A reverse-engineered implementation of the checksum can be found on the jago85/PifChecksum repository on Github.
IPL3 checksum algorithm
This is the algorithm performed by IPL3. It is run over the contents of the first megabyte of cartridge ROM to authenticate it. It uses a 8-bit seed (provided by CIC, which changes across CIC variants) plus a 32-bit magic number (hardcoded in the IPL3 itself, which again changes across CIC variants) and produces a 8-byte checksum value. The calculated checksum is then compared against the correct checksum, which is written in the ROM header at offset 0x10.
Notice that the checksum algorithm is slightly tweaked across the different IPL3/CIC variant, even though the core of it is mostly the same.
When building a homebrew ROM using an official IPL3 variant, it is necessary to compute this checksum (using the correct seed, depending on the IPL3 variant) and store the result in the header, otherwise the ROM will not boot on a real console.
A reverse-engineered implementation of the checksum can be found in the n64crc tool. This tool implements all the different variations of the algorithm, depending on the exact IPL3/CIC pair.
|CIC Chip||8-bit IPL2 Seed*||6-byte IPL2 checksum||8-bit IPL3 Seed||IPL3 32-bit Magic||IPL3 Initial Checksum*|
*IPL2 Seed: notice that, even though the 8-bit seed for IPL2 and IPL3 could in theory be different, they are the same in all known CIC variants. Most emulators do get this wrong because they do not emulate the full PIF checksum verification, so they have no way of knowing the actual seed, and wrong numbers got carried over through copy and paste.
*Initial Checksum: computed at the beginning of the checksum algorithm with:
(CIC 8-bit Seed) * (IPL3 32-bit Magic) + 1 and truncating the result to 32-bits. This value is noted here because many tools (like n64crc) hardcode this value rather than the IPL3 seed.

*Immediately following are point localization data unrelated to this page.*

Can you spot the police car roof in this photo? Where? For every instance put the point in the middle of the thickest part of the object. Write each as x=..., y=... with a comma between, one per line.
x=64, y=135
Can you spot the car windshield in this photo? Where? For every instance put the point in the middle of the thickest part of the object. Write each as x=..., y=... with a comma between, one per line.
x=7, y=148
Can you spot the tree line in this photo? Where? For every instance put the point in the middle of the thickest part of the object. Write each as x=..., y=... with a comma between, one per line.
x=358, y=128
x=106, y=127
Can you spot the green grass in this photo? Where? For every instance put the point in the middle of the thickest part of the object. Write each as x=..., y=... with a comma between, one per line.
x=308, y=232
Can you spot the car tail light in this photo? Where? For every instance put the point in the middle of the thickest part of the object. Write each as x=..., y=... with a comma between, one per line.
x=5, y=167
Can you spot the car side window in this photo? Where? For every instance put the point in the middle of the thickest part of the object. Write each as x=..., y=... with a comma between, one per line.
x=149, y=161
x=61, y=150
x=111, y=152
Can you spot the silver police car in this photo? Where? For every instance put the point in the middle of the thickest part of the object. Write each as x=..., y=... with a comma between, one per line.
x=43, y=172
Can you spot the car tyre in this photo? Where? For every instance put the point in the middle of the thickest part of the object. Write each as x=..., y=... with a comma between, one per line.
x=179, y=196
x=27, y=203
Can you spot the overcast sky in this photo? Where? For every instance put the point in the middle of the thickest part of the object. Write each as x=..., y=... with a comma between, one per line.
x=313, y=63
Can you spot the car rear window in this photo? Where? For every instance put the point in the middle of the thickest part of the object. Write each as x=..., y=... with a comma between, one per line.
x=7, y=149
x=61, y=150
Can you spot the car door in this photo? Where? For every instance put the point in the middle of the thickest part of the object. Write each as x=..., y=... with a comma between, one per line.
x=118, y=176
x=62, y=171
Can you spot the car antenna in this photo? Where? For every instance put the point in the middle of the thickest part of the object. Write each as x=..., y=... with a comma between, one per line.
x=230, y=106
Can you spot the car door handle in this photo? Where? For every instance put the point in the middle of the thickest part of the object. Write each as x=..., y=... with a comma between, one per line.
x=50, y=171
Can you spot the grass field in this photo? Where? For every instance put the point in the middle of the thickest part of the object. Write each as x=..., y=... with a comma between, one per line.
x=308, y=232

The reset process is driven by the PIF, which is connected to the physical reset button. The actual reset is done via a NMI to VR4300 which resets it by starting again the full boot process, but it is important to notice that RCP is not reset in any way. The boot code expects the RCP to be idle when the boot is initiated and is not guaranteed to work if the RCP is active in any way (DMAs in progress, RDP drawing triangles, RSP executing code, etc.), which means that it is up to the VR300 to stop issuing commands to the RCP and putting it in idle state before the reset is executed. To do so, VR4300 is given a forewarn that a reset is incoming via an interrupt (aptly called "pre-NMI") and is given grace time of 500ms before the actual NMI arrives.

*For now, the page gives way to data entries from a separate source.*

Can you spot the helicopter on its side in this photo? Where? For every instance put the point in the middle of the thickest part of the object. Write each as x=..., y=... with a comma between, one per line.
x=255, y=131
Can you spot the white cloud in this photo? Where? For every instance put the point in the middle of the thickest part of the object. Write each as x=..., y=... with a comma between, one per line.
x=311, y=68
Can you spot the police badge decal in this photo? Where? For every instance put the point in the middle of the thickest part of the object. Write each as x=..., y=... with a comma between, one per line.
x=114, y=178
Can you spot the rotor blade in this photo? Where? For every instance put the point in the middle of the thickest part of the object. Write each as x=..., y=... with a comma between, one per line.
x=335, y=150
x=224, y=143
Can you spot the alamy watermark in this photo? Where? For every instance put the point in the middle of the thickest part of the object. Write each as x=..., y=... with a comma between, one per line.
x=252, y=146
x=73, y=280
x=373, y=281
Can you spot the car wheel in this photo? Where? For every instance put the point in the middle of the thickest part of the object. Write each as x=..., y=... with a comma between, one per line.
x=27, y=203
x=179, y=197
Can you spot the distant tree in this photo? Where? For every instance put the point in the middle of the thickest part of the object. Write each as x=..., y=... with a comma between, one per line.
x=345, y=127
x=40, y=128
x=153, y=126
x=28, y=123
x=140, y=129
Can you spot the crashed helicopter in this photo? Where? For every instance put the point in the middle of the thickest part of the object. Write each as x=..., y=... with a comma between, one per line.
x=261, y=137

This is the full sequence:
- User presses Console Reset button
- PIF receives an interrupt signaling that the button was pressed
- PIF toggles VR4300 Interrupt 2 (INT2) also known as "pre-NMI".

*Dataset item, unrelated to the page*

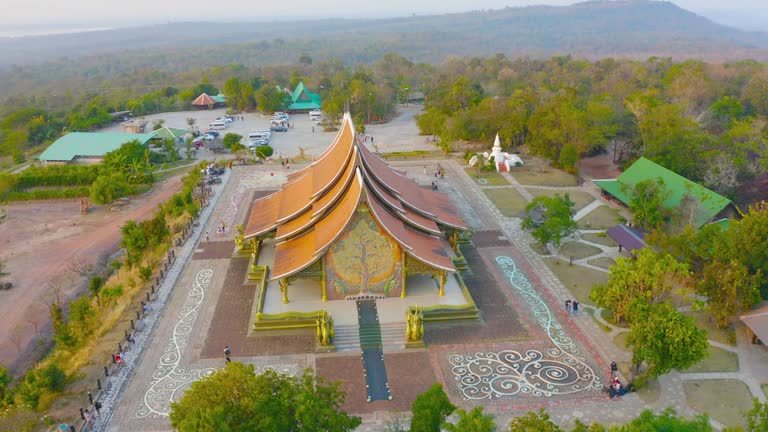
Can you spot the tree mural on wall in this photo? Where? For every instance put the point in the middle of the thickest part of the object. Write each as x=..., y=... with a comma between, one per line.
x=363, y=256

- This is the time and opportunity for the game to finish saving game data and stop issuing commands to RCP to avoid graphics/audio corruption and/or a hard freeze.
- PIF sends the RESET command to CIC (command
- CIC waits for 500ms (grace time)
- CIC acknowledges the RESET command to PIF by writing a 0 bit.
- PIF waits (indefinitely) until the reset button is released.
- PIF toggles VR4300 Non-Maskable Interrupt (NMI) which resets it.
- PIF also unlocks the internal PIF ROM so that the boot process can start executing IPL1.
Controller and EEPROM communication
This is the main task of PIF while the game is running. All communication with connected hardware like controllers and accessory PAKs is made through the PIF, using the Joybus protocol.
The VR4300 writes a Joybus packet into PIF-RAM and then triggers a handshake (by modifying the last byte of PIF-RAM which acts as "command" byte). PIF will execute the commands in the packet and provide the results into PIF-RAM. VR4300 would then read there results from there. (TODO: better document this process).